4.2. Compared with Models from Other Studies

In the selection methods of non-landslide samples for landslide susceptibility evaluation, several scholars have conducted similar studies (Table 7). For example, the study by Dou et al. [42] demonstrated that the information entropy method and conditional factor method resulted in higher quality non-landslide samples and better evaluation accuracy than the buffer zone method. Zhu et al. [42] compared four non-landslide sampling methods (random method, buffer zone method, frequency ratio method, and analytic hierarchy process) and found that the frequency ratio and analytic hierarchy methods yielded higher susceptibility evaluation accuracy than the other two methods, with the highest accuracy achieved by the analytic hierarchy process. Trinh et al. [43] applied three susceptibility evaluation methods (SVM, Bayesian, and KNN) and verified that landslide samples selected using the frequency ratio method had higher quality than those selected using the analytic hierarchy process. These studies indicate that the accuracy and rationality of landslide susceptibility evaluation results are closely related to the quality of non-landslide sample selection.

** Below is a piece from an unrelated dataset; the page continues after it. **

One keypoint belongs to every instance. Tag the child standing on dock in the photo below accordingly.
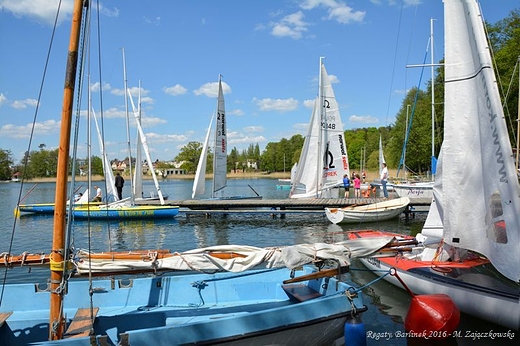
(357, 186)
(346, 185)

Building on the aforementioned studies, this paper summarizes and improves upon previous methods by proposing six non-landslide sample selection methods and then constructs a landslide susceptibility evaluation model for the study area using random forests. The results indicate that the RF_IV model achieves the highest prediction accuracy, with an AUC value of 0.9878, while models constructed using other non-landslide sample selection methods also generally outperform those reported in previous studies. This improvement may be attributed to differences in the study area, the historical landslide samples, and the spatial resolution of evaluation factor data. In this study, the evaluation factors were processed at a 5 m spatial resolution, whereas previous studies typically used 30 m resolution data. Higher-resolution data better capture local topographic features, thereby enhancing landslide susceptibility evaluation accuracy, as also demonstrated by Yang et al. [73]. These findings provide practical guidance for policymakers to optimize landslide prevention strategies and land-use planning. The method also has transferable potential and can be applied to landslide susceptibility assessments in other mountainous regions of China or similar terrains worldwide.

5. Conclusions

This study investigates the impact of non-landslide sample selection methods on landslide susceptibility evaluation. Based on 333 landslide sample points in Yongxin County, Jiangxi Province, ten evaluation factors—including slope aspect, elevation, slope, and lithology—were selected. Six non-landslide sampling methods (random selection, buffer zone, rule-based distribution, frequency ratio, information entropy, and coefficient of determination) were employed to build susceptibility models. The Random Forest model was used for training, and model performance was quantitatively assessed using confusion matrix, accuracy, precision, recall, F1 score, and ROC curve, while the SHAP model analyzed the contribution of each factor. Results show that the choice of non-landslide samples significantly affects model performance. The findings provide practical guidance for local governments, planners, and disaster managers in landslide prevention, land-use planning, and policy-making. Moreover, the methodology and insights have transferable potential, offering reference for landslide susceptibility studies in other mountainous regions of China and similar terrain worldwide. The findings are as follows:

(1): Among the six different non-landslide sample selection methods, the RF_IV model achieved the highest accuracy, precision, recall, and F1 score, with values of 0.94, 0.96, 0.93, and 0.94, respectively, outperforming other models. It also had the highest AUC value, 0.9878, indicating that the IV method provided the best quality non-landslide samples.
(2): The SHAP model analysis revealed that different models have distinct decision-making mechanisms. NDVI, slope, lithology, land cover, and DEM were identified as the primary contributing factors for susceptibility evaluation, while fault distance, river distance, and slope aspect had relatively small SHAP values, indicating a minimal influence on the model.
(3): According to the susceptibility evaluation statistics, the RF_IV model predicted that 97.60% of landslides corresponded to areas with high or very high susceptibility, covering 12.99% of the area. This indicates that most landslide sample points are located within a small area, aligning with the susceptibility results, and significantly outperforming other models.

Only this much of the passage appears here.